However, this effectiveness dramatically diminishes when we move from distinction to description. In a forest of a thousand pines, describing one specific tree becomes nearly impossible. Each additional descriptive detail (“the tall one with a bent branch pointing east”) paradoxically makes precise identification both more specific and less likely to succeed.

An AI Experiment in Description

To explore this phenomenon systematically, I conducted an experiment using Midjourney 6.1, a state-of-the-art image generation AI. The methodology was simple:

  1. Generate an initial image
  2. Describe the generated image in words
  3. Use that description to generate a new image
  4. Repeat the process multiple times
  5. Attempt to refine the description to close the gap
  6. Continue iterations

The results support an asymptotic hypothesis: while subsequent iterations might approach the original image, they never fully converge. This isn’t merely a limitation of the AI system but rather a demonstration of language’s fundamental insufficiency.
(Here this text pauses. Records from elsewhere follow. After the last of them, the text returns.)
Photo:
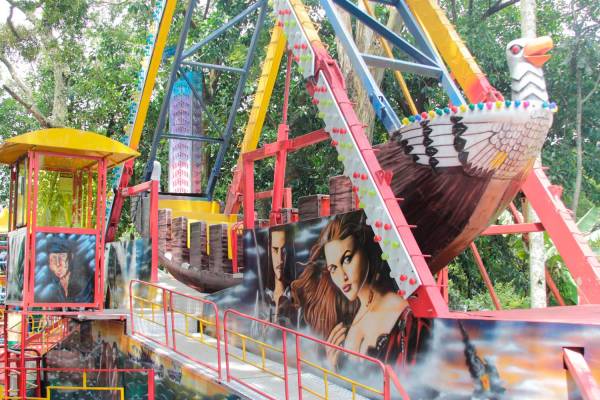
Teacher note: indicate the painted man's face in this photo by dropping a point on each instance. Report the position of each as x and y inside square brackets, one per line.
[59, 264]
[277, 252]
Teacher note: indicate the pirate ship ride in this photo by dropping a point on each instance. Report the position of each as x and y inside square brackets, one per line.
[155, 336]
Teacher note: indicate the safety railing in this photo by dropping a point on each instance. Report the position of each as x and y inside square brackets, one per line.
[170, 318]
[42, 332]
[121, 383]
[291, 352]
[256, 353]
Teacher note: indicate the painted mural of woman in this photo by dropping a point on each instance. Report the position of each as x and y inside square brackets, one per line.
[347, 296]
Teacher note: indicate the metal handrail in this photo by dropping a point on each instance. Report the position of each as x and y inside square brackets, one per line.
[169, 312]
[389, 376]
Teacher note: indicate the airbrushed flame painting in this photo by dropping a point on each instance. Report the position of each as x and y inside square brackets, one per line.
[65, 268]
[325, 277]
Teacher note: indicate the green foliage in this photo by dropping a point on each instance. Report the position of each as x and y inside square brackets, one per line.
[102, 45]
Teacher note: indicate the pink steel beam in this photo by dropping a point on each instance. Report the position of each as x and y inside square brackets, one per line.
[553, 288]
[580, 372]
[281, 156]
[514, 228]
[428, 300]
[569, 242]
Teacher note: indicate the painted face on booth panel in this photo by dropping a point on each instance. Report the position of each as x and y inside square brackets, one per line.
[277, 252]
[59, 264]
[346, 265]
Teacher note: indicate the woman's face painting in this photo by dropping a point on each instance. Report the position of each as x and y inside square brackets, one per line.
[346, 265]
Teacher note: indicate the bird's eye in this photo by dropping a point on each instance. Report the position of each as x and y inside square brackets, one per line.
[516, 49]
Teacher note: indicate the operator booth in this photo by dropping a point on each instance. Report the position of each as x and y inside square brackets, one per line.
[57, 216]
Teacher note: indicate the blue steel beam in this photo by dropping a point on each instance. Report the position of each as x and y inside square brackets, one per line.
[400, 65]
[193, 138]
[198, 96]
[423, 42]
[224, 68]
[385, 33]
[179, 61]
[222, 29]
[214, 175]
[383, 109]
[160, 125]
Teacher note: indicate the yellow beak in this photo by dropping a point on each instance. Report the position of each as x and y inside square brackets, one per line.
[535, 51]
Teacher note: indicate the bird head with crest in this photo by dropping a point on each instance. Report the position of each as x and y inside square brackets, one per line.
[525, 57]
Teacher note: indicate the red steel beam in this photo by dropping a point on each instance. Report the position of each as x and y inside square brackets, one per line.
[513, 228]
[570, 243]
[486, 277]
[581, 374]
[290, 145]
[554, 289]
[427, 300]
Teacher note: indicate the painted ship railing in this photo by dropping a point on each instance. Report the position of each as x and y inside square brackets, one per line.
[281, 355]
[60, 380]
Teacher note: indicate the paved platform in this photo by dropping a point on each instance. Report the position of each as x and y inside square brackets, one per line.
[263, 379]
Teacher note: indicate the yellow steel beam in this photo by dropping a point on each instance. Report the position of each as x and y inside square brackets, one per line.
[135, 131]
[397, 74]
[264, 90]
[262, 98]
[459, 59]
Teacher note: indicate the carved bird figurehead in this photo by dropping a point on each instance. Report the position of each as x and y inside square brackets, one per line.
[525, 57]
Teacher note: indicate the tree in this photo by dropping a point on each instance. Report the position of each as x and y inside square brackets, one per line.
[585, 25]
[69, 64]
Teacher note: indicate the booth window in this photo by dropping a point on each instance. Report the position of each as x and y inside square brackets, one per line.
[21, 200]
[67, 192]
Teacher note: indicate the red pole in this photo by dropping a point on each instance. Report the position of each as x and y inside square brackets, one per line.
[165, 317]
[218, 337]
[485, 276]
[151, 384]
[285, 373]
[248, 194]
[226, 346]
[299, 366]
[154, 230]
[553, 288]
[131, 306]
[172, 321]
[281, 157]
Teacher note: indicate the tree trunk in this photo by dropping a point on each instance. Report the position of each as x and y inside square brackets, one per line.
[367, 42]
[59, 103]
[578, 143]
[537, 253]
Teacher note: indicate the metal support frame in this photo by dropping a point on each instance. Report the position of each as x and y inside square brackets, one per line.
[427, 61]
[554, 216]
[183, 57]
[271, 150]
[152, 187]
[581, 375]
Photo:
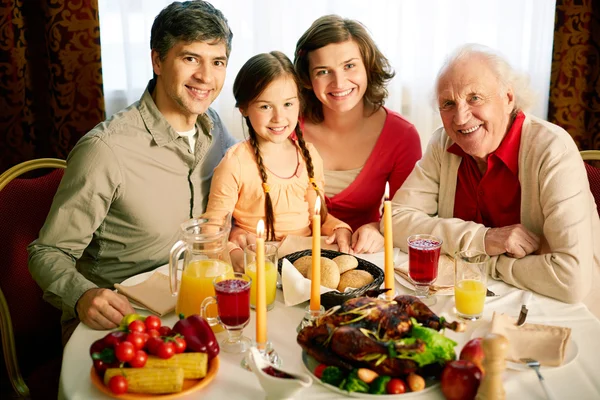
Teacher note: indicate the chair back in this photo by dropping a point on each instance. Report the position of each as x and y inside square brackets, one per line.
[593, 172]
[30, 326]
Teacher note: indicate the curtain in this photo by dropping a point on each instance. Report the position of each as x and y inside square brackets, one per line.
[416, 36]
[50, 77]
[575, 85]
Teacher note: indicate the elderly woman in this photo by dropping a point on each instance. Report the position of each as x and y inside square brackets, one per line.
[501, 181]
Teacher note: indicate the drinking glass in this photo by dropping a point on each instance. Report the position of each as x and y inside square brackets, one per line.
[423, 257]
[470, 279]
[232, 296]
[270, 273]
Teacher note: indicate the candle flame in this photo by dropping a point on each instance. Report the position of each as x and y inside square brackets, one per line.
[260, 228]
[318, 206]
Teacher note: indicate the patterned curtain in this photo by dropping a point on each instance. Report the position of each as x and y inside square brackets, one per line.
[50, 77]
[575, 81]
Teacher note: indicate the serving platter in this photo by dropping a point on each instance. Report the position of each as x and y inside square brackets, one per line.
[310, 364]
[189, 385]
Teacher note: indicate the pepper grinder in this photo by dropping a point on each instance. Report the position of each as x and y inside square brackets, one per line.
[494, 347]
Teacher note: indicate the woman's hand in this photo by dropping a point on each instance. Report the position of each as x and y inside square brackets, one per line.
[367, 239]
[342, 237]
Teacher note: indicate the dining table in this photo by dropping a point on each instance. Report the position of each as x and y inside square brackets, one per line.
[578, 377]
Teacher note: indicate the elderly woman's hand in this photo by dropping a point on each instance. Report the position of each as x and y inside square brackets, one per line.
[367, 239]
[342, 237]
[514, 240]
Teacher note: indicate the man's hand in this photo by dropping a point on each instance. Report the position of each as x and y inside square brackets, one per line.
[342, 237]
[514, 240]
[367, 239]
[241, 238]
[102, 308]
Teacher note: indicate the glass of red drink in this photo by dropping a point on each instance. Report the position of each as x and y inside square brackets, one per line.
[232, 296]
[423, 257]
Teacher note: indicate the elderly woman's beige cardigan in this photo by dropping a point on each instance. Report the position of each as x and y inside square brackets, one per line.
[556, 202]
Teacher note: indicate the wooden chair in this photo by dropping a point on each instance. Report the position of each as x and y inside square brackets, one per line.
[589, 157]
[29, 326]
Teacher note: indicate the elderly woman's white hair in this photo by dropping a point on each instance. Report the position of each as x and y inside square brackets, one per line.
[506, 74]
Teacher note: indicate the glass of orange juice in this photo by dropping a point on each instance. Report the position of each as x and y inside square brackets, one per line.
[470, 283]
[270, 273]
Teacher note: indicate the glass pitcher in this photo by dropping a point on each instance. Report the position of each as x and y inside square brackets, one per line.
[204, 247]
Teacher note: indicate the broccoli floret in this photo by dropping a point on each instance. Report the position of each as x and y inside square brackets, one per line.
[333, 375]
[354, 384]
[379, 385]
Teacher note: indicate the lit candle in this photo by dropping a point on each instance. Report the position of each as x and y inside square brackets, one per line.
[388, 243]
[315, 284]
[261, 294]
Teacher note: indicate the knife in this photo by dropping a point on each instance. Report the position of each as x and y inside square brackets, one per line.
[524, 310]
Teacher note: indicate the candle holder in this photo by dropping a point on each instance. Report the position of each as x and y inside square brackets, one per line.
[267, 352]
[309, 317]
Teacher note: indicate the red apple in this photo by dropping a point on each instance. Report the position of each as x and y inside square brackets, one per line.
[460, 380]
[473, 351]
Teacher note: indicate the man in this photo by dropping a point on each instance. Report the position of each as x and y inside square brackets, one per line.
[133, 179]
[502, 181]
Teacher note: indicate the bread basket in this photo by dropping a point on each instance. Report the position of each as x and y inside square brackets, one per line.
[335, 298]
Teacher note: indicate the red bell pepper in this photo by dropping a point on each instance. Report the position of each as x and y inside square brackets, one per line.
[198, 335]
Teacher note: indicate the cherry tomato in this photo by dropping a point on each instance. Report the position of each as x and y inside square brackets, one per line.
[166, 350]
[137, 326]
[139, 359]
[396, 386]
[153, 322]
[97, 346]
[319, 370]
[180, 345]
[118, 384]
[137, 339]
[153, 344]
[124, 351]
[113, 338]
[164, 331]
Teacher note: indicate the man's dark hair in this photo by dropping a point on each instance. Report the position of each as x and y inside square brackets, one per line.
[189, 21]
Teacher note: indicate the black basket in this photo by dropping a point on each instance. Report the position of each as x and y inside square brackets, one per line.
[331, 299]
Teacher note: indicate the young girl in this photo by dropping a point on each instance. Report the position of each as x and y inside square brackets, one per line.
[343, 78]
[271, 176]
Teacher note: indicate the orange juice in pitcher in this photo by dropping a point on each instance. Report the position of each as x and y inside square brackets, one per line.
[203, 246]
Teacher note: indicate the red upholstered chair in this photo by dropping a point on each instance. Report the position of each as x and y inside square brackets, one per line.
[30, 327]
[591, 156]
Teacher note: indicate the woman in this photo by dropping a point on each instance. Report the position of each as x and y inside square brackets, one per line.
[363, 144]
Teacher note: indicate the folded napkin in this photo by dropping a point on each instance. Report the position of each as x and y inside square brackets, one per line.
[543, 343]
[296, 288]
[292, 243]
[154, 294]
[444, 284]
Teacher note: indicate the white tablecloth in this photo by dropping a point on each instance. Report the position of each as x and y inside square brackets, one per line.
[578, 380]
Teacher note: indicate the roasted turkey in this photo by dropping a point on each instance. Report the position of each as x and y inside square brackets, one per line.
[367, 332]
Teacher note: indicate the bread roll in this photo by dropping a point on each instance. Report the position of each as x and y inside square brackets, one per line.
[346, 262]
[303, 264]
[330, 273]
[355, 278]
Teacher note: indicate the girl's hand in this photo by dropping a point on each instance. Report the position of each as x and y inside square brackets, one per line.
[237, 260]
[367, 239]
[342, 237]
[241, 238]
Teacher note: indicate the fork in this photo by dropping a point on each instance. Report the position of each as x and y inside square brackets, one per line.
[535, 365]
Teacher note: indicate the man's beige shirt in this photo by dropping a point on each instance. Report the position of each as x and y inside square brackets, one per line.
[129, 184]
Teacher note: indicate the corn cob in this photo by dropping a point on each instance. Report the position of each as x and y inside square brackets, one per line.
[149, 380]
[194, 364]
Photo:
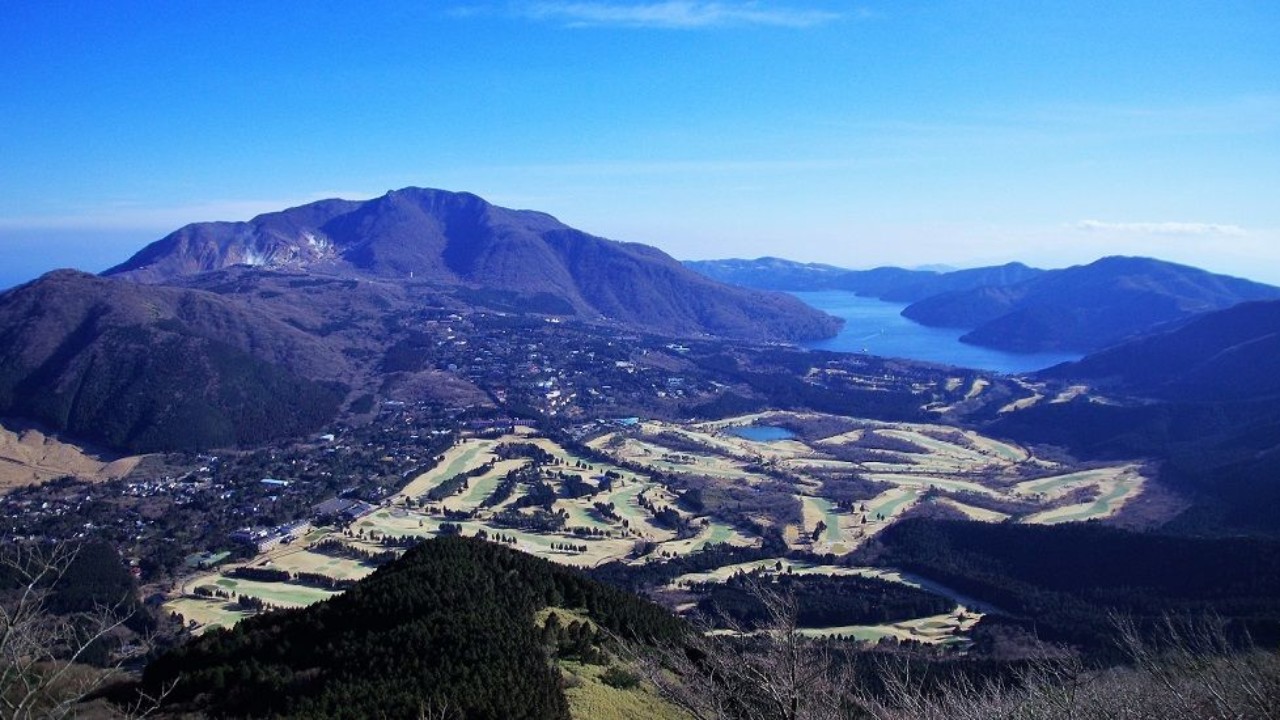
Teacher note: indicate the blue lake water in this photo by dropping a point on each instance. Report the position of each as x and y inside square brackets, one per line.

One can already analyse this for improvements, but let’s parse it together.

With this, we know we are referencing a woman, a female of the human species. There are billions of women in the world. What does she look like? What colour, height, ethnicity, and phenotypical attributes does she embody?

We also know she’s cute – whatever that means to the sender and receiver of these instructions.

I used an indefinite article, a, so there is one cute woman. Is she alone, or is she one from a group?

It should be obvious that we could provide more adjectives (and perhaps adjectives) to better convey our subject. We’ll get there, but let’s move on.

We’ve got a conjunction here. Let’s see what it connects to.

She’s with a dog. In fact, it’s her dog. This possession may not be conveyable or differentiable from some arbitrary dog, but what type of dog is it? Is it large or small? What colour coat? Is it groomed? Is it on a leash? Let’s continue.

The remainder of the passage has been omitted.